4.3. Eine diesen Anforderungen entsprechende Begründung lässt sich jedoch weder dem Schreiben des Bürgermeisters der Stadt Linz vom 16. Oktober 2008, Zl. 43516/2008, entnehmen noch ergibt sich eine solche offenkundig aus dem von der belangten Behörde vorgelegten Akt.

Zusammenfassend ist davon auszugehen, dass das Verwaltungsstrafverfahren von der unzuständigen Behörde durchgeführt wurde.

4.4. Der vorliegenden Berufung war daher gemäß § 24 VStG i.V.m. § 66 Abs. 4 AVG schon aus diesem Grund stattzugeben und das angefochtene Straferkenntnis aufzuheben.

Eine Einstellung des Verwaltungsstrafverfahrens war hingegen nicht zu verfügen. Die zuständige Behörde hat aus eigenem zu beurteilen, ob eine rechtzeitige und taugliche Verfolgungshandlung vorliegt und darauf aufbauend zu entscheiden, ob und in welchem Umfang das Verwaltungsstrafverfahren von dieser fortgeführt wird oder nicht.

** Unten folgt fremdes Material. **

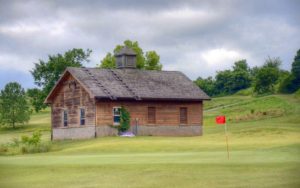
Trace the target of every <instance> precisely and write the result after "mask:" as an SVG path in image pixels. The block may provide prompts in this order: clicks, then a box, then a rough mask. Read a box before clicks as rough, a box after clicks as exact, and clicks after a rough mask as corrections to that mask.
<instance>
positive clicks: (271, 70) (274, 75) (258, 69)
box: [254, 57, 281, 94]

5. Bei diesem Verfahrensergebnis war der Rechtsmittelwerberin gemäß § 66 Abs. 1 VStG weder ein Beitrag zu den Kosten des Strafverfahrens vor der belangten Behörde noch ein Kostenbeitrag für das Verfahren vor dem Oö. Verwaltungssenat vorzuschreiben.

 

Rechtsmittelbelehrung:

 

Gegen  diesen Bescheid ist kein ordentliches Rechtsmittel zulässig.

 

Hinweis:

Gegen diesen Bescheid kann innerhalb von sechs Wochen ab seiner Zustellung eine Beschwerde an den Verfassungsgerichtshof und/oder an den Verwaltungsgerichtshof erhoben werden; diese muss - von gesetzlichen Ausnahmen abgesehen - jeweils von einem Rechtsanwalt unterschrieben sein. Für jede dieser Beschwerden ist eine Gebühr von 220 Euro zu entrichten.